C’est plutôt le contraire. Les mains des autorités libanaises seront liées par l’opposition du Hezbollah à demander l’aide financière du Fonds monétaire international, un organisme que l’Iran voit sous le contrôle des États-Unis. La sortie de crise sera donc compliquée et retardée par l’émergence de tensions sociales, favorisées par les intérêts concurrents de ceux qui cherchent à limiter leurs pertes (investisseurs nationaux, importateurs, rentiers) et les groupes organisés qui chercheront à tirer parti de l’étouffement financier en accroissant la corruption ou en créant des réseaux clients de dépendance parmi les personnes qui rencontreront les plus grandes difficultés économiques, comme les retraités et les chômeurs, surtout si le gouvernement prend la décision de faire une course en limitant l’argent qui peut être retiré des banques en cas de panique des épargnants, comme cela a été le cas en Grèce pendant la crise de l’euro. La gravité de la situation sociale sera également aggravée par l’incapacité du système de santé libanais d’acheter du matériel et des fournitures pour effectuer les tests médicaux et les traitements nécessaires pour endiguer efficacement la pandémie de coronavirus, ce qui aggravera le problème dans un pays qui souffre donc d’une gouvernance précaire, et qui héberge précaire plus d’un million de réfugiés,  une vaste diaspora issue des divers conflits qui déchirent la région. 
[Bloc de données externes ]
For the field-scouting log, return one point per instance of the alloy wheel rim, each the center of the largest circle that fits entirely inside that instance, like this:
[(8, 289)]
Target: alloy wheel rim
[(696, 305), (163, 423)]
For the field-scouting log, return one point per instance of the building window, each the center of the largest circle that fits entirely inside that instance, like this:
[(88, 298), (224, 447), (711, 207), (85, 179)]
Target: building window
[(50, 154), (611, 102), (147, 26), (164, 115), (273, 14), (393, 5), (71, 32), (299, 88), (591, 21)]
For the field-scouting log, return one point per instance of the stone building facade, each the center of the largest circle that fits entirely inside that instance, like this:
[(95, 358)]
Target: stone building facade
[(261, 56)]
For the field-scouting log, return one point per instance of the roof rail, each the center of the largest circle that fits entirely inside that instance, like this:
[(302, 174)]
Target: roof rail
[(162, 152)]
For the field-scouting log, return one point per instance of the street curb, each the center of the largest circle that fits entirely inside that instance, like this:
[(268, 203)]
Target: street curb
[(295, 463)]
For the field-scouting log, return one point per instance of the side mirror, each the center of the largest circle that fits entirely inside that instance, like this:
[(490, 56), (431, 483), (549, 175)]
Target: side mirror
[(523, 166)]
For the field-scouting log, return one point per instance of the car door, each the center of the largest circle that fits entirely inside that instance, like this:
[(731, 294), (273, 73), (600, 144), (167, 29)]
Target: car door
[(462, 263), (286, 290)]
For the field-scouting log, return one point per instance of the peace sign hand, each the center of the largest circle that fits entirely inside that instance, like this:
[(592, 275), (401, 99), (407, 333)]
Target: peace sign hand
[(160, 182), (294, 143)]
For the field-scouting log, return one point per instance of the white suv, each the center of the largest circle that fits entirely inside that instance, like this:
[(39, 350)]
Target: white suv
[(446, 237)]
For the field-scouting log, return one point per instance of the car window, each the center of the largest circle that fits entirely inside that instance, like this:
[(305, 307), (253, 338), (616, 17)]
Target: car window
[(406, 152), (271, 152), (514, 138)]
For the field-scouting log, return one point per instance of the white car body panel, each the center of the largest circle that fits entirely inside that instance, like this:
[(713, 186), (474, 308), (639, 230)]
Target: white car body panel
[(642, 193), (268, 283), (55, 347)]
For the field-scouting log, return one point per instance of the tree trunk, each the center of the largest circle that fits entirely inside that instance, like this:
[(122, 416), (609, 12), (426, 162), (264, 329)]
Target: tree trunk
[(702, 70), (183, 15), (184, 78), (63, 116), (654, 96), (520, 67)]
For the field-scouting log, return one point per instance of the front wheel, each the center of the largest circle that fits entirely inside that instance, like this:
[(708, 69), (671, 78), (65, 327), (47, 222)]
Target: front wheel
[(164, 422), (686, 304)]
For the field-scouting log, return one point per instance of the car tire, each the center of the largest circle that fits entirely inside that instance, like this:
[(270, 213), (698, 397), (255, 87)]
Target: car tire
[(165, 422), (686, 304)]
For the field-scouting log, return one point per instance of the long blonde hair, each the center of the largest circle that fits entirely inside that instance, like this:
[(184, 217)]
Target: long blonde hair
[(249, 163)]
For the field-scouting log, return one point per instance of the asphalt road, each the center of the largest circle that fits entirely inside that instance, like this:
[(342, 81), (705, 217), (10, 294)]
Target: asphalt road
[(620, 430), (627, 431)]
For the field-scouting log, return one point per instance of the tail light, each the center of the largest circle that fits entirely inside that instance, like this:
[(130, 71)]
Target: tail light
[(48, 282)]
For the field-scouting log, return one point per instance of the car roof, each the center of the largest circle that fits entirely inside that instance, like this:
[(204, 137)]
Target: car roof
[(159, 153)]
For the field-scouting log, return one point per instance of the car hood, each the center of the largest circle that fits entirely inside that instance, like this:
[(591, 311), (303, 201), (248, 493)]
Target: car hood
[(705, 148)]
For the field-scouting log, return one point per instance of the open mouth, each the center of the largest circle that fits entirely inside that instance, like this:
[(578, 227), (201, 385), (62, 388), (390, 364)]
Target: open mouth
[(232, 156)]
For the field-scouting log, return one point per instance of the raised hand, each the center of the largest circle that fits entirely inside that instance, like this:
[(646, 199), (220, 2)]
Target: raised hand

Par conséquent, le grand risque pour un pays comme le Liban, qui a des traits d’État défaillants de facto, est qu’il offre une occasion en or à des acteurs extérieurs, tant des acteurs étatiques que des fonds privés,  profitez de la situation et profitez de la baisse des prix des actifs et des taux de change réduits pour acquérir des biens stratégiques au prix de l’encours, des infrastructures aux industries clés, en passant par l’achat massif d’obligations à haut risque -et donc de haute rentabilité à long terme- par des spéculateurs financiers. Il ne fait donc aucun doute que la crise financière s’accompagnera d’une crise sociale qui aura un grave impact géopolitique dont l’ampleur et la profondeur devront être suivies de près.